Symptoms may include severe nausea, vomiting, hypotension, confusion, hallucinations, and profound hypotension. Management involves immediate gastric lavage if ingestion occurred within 2 hours, followed by activated charcoal administration. Supportive care includes maintenance of blood pressure with intravenous fluids and vasopressors if necessary. Control nausea and vomiting with antiemetics that don’t antagonize dopamine receptors. Monitor cardiac function and neurological status continuously. There is no specific antidote; hemodialysis is not effective due to high protein binding. Contact poison control center for latest management recommendations.

Storage

Store at controlled room temperature (20-25°C/68-77°F) in original packaging. Protect from moisture and light exposure. Keep blister strips sealed until immediately before administration. Do not transfer to alternative containers as moisture protection may be compromised. Avoid storage in bathrooms or areas with high humidity. Keep securely closed and out of reach of children and pets. Do not use if packaging appears compromised or tablets show signs of moisture damage. Discard unused medication properly according to local regulations.

Disclaimer

This information is provided for educational purposes and does not constitute medical advice. Treatment decisions must be made by qualified healthcare professionals based on individual patient assessment. Dosage and administration should follow approved prescribing information. Patients should not adjust therapy without medical supervision. The prescribing physician should be aware of complete medical history and concurrent medications. Regular monitoring is essential during therapy. Efficacy and safety profiles are based on clinical trial data and post-marketing experience.

Reviews

Clinical studies demonstrate prolactin normalization in 80-90% of microprolactinoma patients within 8-12 weeks of therapy. Long-term follow-up shows maintained efficacy in 70-80% of patients with appropriate dose adjustment.
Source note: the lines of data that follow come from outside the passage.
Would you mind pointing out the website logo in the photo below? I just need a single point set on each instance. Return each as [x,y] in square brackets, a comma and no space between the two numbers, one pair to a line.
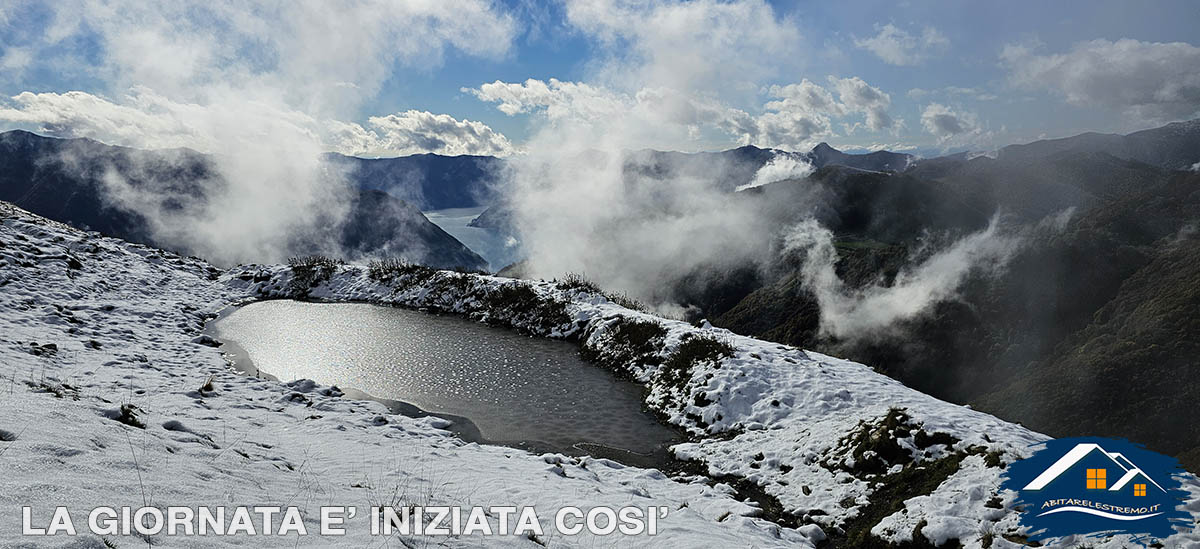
[1098,487]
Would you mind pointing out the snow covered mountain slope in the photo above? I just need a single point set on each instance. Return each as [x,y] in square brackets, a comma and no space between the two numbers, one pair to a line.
[105,400]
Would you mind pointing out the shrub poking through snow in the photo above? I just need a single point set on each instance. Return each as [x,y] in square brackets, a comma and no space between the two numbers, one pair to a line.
[627,342]
[129,415]
[390,269]
[519,305]
[580,283]
[577,282]
[678,367]
[311,270]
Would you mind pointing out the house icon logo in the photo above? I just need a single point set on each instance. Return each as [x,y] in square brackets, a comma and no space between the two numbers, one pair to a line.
[1098,487]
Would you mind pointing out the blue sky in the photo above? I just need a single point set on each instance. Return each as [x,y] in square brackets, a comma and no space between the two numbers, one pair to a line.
[918,76]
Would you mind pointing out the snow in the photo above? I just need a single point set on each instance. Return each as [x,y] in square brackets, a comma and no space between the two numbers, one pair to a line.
[126,323]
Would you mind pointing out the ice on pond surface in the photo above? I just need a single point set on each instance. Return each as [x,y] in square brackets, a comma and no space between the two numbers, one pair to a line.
[513,387]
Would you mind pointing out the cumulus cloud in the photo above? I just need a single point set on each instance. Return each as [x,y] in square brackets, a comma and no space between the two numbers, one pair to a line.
[257,86]
[148,120]
[859,312]
[897,46]
[858,96]
[1146,80]
[558,100]
[951,126]
[795,118]
[709,44]
[418,131]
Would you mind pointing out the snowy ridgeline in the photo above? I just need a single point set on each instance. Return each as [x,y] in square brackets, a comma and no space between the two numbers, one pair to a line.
[112,397]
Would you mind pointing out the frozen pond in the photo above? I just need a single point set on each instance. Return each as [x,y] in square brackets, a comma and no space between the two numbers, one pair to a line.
[516,390]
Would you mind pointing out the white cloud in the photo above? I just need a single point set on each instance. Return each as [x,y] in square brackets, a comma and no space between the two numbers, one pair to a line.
[418,131]
[952,126]
[709,44]
[796,118]
[897,46]
[972,92]
[144,119]
[858,96]
[257,85]
[558,100]
[1146,80]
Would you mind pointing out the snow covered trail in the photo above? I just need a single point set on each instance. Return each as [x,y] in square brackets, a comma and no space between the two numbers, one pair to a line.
[97,333]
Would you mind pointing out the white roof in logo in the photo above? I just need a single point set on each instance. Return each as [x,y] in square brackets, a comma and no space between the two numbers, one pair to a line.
[1079,452]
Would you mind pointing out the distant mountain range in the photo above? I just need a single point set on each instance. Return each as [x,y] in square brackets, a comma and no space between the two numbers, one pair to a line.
[1090,330]
[63,180]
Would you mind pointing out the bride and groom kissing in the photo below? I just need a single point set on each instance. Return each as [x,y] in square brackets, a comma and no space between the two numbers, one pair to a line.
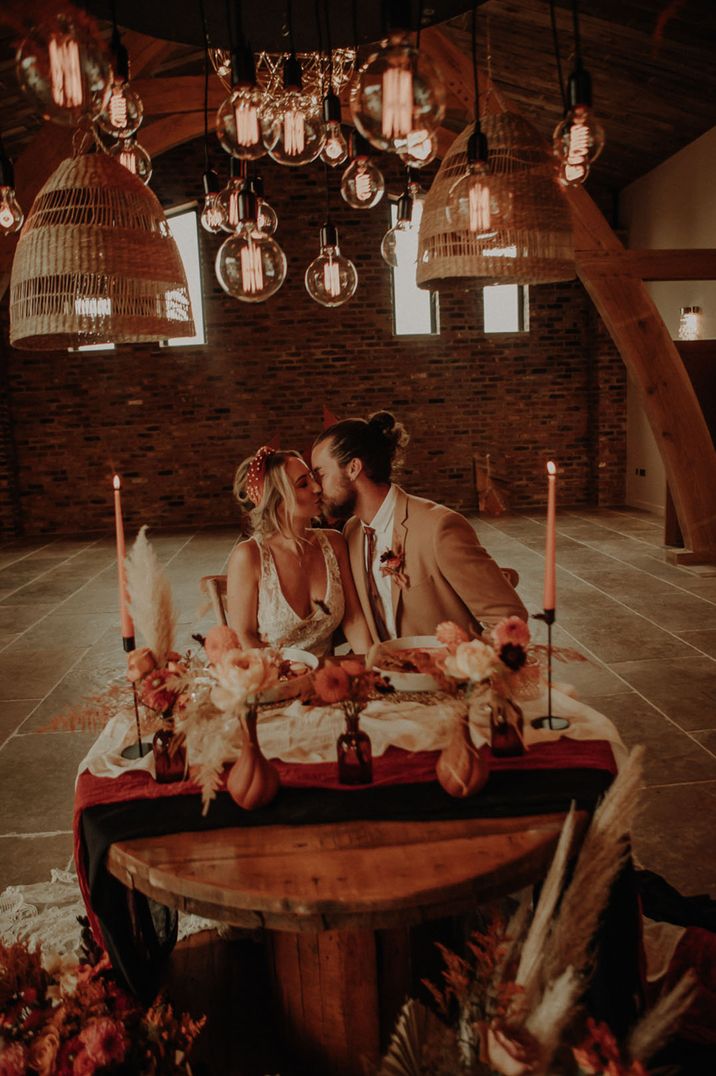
[402,565]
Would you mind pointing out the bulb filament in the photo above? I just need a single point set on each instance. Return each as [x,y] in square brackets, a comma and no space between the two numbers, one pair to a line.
[397,102]
[294,135]
[478,208]
[65,72]
[363,185]
[332,278]
[118,109]
[246,119]
[252,269]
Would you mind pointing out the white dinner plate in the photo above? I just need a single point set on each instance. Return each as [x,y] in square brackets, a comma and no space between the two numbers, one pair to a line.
[409,681]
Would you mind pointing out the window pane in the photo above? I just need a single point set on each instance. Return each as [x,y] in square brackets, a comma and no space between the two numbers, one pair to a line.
[184,229]
[504,307]
[415,311]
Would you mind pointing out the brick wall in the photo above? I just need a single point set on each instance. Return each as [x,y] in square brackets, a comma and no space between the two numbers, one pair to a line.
[174,422]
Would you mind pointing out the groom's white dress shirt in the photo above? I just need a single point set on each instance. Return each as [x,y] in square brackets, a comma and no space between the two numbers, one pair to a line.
[382,524]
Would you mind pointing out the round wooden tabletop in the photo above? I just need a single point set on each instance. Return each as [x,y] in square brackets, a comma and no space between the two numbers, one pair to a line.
[339,876]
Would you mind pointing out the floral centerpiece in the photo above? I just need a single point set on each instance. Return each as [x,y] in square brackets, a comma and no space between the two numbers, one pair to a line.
[59,1017]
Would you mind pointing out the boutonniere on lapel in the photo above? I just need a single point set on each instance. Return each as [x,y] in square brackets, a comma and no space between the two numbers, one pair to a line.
[392,563]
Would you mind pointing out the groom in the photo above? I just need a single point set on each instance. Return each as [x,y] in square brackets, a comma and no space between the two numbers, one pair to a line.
[415,563]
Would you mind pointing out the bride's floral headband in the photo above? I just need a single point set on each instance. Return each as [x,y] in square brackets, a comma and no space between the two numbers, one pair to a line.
[256,472]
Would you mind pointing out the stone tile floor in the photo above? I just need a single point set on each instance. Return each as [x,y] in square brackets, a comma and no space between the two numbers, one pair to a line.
[647,627]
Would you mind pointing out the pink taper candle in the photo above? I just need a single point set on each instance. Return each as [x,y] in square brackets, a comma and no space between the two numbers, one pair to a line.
[550,547]
[127,626]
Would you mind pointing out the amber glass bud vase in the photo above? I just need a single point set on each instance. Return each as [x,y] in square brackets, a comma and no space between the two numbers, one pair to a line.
[169,761]
[506,727]
[354,753]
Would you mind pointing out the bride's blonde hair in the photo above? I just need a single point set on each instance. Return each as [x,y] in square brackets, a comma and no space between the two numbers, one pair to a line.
[265,517]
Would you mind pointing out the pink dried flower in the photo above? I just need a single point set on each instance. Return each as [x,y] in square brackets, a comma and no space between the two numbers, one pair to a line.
[104,1041]
[450,635]
[219,640]
[510,632]
[13,1060]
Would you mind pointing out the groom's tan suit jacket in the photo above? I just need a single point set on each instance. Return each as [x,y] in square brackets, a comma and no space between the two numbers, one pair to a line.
[450,575]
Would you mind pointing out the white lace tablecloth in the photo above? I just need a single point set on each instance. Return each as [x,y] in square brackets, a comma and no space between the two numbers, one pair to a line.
[297,733]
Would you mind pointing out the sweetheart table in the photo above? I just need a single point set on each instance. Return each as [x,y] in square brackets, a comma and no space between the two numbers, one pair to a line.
[337,877]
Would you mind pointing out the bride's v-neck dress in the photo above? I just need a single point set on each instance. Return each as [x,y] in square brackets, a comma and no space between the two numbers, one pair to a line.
[280,625]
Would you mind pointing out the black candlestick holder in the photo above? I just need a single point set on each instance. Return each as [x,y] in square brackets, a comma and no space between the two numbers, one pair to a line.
[549,721]
[137,750]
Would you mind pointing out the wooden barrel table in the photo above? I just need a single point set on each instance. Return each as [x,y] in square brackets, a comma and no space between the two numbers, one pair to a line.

Macroadenoma patients exhibit tumor size reduction in approximately 60% of cases, with visual field improvement correlating with size reduction. Patient-reported outcomes indicate significant improvement in quality of life measures related to restored gonadal function and symptom resolution. Tolerance generally improves with gradual titration and continued therapy, though individual response varies. Monitoring of cardiac valves recommended with long-term high-dose therapy based on ergot-related compound precautions.